Figure 22 reports the positive sequence synchrophasor phase angle estimated by the considered algorithms when a $-{10}^{°}$ phase step is applied. Analogously to amplitude step test, overshoot and undershoot are noticeable only for SV-TF algorithm, which leads to a maximum value of $8.1\%$ with respect to the step magnitude, thus above the limit of the standard. Response times are reported in

Table 2. Response times for $-{10}^{\circ }$ phase step test.

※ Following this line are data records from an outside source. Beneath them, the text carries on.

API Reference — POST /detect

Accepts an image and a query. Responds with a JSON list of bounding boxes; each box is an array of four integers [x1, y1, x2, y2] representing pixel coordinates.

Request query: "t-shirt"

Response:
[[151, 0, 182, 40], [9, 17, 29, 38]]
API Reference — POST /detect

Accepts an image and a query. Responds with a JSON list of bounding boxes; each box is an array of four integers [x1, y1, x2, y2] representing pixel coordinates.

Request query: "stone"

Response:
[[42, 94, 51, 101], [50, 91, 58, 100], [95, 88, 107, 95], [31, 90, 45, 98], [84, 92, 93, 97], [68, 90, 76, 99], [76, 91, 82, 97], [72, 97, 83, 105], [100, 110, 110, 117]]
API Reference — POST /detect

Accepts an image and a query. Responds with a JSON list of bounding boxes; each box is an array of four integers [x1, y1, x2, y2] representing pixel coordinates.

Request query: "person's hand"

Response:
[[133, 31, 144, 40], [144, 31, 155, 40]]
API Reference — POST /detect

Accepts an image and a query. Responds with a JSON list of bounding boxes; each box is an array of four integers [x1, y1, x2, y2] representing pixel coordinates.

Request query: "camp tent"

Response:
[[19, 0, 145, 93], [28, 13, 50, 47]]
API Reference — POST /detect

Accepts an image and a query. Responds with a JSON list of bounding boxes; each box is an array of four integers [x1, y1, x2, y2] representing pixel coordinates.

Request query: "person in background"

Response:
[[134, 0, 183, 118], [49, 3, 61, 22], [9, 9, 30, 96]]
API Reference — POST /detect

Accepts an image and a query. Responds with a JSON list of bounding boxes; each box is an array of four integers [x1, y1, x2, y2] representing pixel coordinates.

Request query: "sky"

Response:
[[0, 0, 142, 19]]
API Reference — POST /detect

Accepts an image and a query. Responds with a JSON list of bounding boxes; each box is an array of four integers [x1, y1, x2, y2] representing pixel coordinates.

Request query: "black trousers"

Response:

Algorithm	Response Time [ms]
	TVE	Frequency	ROCOF
IEC-P	26.4	39.8	40.0
SV-F	31.0	56.8	60.0
SV-TF	53.0	60.0	60.0
SV-IpDFT	34.6	51.0	56.2

, where SV-TF shows the longest TVE response time because of the secondary lobes present in the time evolution of TVE (see Figure 23) that go beyond the $1\%$ steady-state limit prescribed by [7]. The Hann weighting allows improving SV-TF dynamic response, leading to a TVE response time of $15.0\mathrm{ms}$ and to a maximum under/overshoot of $4.4\%$. In addition, it also allows reducing the frequency and ROCOF response times, which, as reported in Table 2, are very close to the window length for all the algorithms (namely two and three nominal cycles for IEC-P and the other methods, respectively). In fact, FE and RFE promptly react to the abrupt phase change as soon as the step enters in the sample window, resulting in large deviations from actual frequency and ROCOF (up to about $1\mathrm{Hz}$ and $80\mathrm{Hz}/\mathrm{s}$ for |FE| and |RFE|, respectively).

4. Conclusions

The paper has presented a thorough comparison among the performance achieved by four low-latency algorithms for positive sequence synchrophasor, frequency and ROCOF estimation. Three of them are designed directly on the SV signal model, while the fourth one is the reference P-class method of the latest IEC/IEEE standard, which is used as a benchmark. The paper has shown how, depending on the actual conditions of the three-phase signals and on the specific assumptions of each method, results can differ noticeably. It is extremely important to notice that the algorithms are characterized by parameters that need to be finely tuned according to the desired performance target. It is also clear that techniques designed to track the synchrophasor dynamics better preserve the bandpass characteristics of the positive sequence synchrophasor, but at the expense of a lower immunity to disturbances. The paper has highlighted that, depending on the expected level of narrowband or wideband disturbances, some methods can be prone to errors. Countermeasures, such as different weighting functions have been also presented, while keeping in mind that a tradeoff between bandwidth and immunity, between fast response to abrupt changes and small artifacts in the response itself, is always to be sought. The presented algorithms have, in general, good performance, and peculiar characteristics, but some unexpected outcomes have been highlighted by the analysis (e.g., those about the RFE under phase modulation). The performed comparison allows understanding in detail the potentialities of these methods that are simple and lightweight and thus likely to be implemented in commercial PMUs for three-phase systems.